I just got home from the Hilton Chicago, site of this afternoon’s auction of 13 Prairie Pointe condos. I’ll have a full spreadsheet of data to share tomorrow, but here are some of my early observations:

– Nine of the 13 homes sold at auction, and a tenth sold on a first-come, first-served basis at the end of the auction at the price of a similar auctioned unit.

– Not figuring in the additional $30,000 spent on parking spaces (every buyer opted to purchase one space) or the 3-percent buyer premium tacked onto every sale, the Gammonley Group brought in $2,390,500 for homes originally priced at a combined $4.5 million.

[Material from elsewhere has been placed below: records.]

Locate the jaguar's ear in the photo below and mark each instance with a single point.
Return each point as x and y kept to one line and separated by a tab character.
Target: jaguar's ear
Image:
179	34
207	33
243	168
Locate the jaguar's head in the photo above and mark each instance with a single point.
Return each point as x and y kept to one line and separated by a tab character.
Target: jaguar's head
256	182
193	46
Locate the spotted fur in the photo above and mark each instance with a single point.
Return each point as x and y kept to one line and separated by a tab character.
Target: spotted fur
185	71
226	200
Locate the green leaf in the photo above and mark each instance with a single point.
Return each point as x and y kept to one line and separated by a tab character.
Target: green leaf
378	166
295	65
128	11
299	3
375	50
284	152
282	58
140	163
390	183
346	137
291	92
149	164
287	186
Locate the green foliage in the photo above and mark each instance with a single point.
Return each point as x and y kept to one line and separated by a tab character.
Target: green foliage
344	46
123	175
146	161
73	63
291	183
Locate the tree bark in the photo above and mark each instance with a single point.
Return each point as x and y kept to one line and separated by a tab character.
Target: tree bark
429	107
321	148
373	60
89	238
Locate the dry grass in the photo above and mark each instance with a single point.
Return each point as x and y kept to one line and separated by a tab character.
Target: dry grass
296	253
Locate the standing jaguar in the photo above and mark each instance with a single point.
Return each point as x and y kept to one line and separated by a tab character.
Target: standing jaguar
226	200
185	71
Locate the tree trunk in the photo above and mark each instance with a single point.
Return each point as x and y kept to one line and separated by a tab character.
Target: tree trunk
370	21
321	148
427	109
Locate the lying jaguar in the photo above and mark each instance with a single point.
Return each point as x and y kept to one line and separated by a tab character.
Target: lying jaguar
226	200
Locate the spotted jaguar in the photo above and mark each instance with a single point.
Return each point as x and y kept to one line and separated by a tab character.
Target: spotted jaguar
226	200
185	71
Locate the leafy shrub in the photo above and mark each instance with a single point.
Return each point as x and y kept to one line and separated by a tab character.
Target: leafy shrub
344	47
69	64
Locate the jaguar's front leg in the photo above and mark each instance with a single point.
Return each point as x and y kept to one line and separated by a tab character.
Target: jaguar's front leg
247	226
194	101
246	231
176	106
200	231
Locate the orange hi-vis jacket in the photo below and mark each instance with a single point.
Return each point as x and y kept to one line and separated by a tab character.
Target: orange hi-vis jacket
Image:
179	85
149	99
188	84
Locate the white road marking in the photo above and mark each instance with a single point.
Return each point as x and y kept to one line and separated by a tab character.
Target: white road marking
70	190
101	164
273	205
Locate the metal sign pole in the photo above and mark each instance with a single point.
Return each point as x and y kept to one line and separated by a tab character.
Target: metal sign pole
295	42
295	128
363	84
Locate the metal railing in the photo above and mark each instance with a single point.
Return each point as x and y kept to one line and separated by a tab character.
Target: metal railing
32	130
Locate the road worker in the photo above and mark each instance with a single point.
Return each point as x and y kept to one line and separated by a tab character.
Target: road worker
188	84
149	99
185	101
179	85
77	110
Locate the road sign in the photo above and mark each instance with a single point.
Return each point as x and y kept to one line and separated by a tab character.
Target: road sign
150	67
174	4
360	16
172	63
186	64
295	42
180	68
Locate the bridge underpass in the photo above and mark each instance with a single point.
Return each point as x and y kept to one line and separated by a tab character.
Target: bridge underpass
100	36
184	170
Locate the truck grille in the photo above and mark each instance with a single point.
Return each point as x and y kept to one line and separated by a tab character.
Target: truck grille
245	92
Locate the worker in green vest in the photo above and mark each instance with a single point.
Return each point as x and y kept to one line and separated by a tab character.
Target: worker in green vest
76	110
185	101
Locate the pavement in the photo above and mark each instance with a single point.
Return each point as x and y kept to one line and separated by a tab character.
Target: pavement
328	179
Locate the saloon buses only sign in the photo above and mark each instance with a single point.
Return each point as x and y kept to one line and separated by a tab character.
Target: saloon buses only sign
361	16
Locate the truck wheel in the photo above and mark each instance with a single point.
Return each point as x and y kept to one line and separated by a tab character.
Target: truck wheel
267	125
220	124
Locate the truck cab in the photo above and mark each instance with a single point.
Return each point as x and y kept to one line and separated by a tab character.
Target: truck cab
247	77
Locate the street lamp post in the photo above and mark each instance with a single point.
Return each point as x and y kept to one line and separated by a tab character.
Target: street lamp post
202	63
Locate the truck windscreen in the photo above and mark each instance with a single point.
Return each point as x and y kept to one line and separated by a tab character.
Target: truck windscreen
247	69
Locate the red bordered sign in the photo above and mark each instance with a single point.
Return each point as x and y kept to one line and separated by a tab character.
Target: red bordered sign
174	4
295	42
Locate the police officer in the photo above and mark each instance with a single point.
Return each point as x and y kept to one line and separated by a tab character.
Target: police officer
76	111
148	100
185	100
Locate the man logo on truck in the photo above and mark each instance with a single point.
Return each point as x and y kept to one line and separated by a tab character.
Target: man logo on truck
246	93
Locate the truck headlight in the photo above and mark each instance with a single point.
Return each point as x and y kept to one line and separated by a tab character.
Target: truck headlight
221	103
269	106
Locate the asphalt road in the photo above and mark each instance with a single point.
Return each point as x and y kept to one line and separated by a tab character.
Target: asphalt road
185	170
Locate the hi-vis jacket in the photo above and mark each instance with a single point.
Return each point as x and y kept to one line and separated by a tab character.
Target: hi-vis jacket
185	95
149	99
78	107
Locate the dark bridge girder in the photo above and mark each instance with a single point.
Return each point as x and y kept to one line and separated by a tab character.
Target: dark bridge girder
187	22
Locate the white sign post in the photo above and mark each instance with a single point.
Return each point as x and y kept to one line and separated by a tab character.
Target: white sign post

– Two homes sold for minimum bid. The biggest difference between minimum bid and sale price was for a 997 square-foot one-bedroom / two-bath that sold for $199,500, or 6 percent more than its $189,000 minimum bid amount.

– The $2,390,500 spent on the 10 sold homes was just $31,000 above the units’ combined minimum bid amounts.

– The average price per square foot for the 10 sold units was $203.

– Among the three homes that did not sell was the building’s 2,800 square-foot penthouse, which had an opening bid set at $895,000 and was to be sold at reserve. The auctioneer announced later in the afternoon that a contract was being drawn up for the penthouse, but that contract had not been signed by the time I left the Hilton.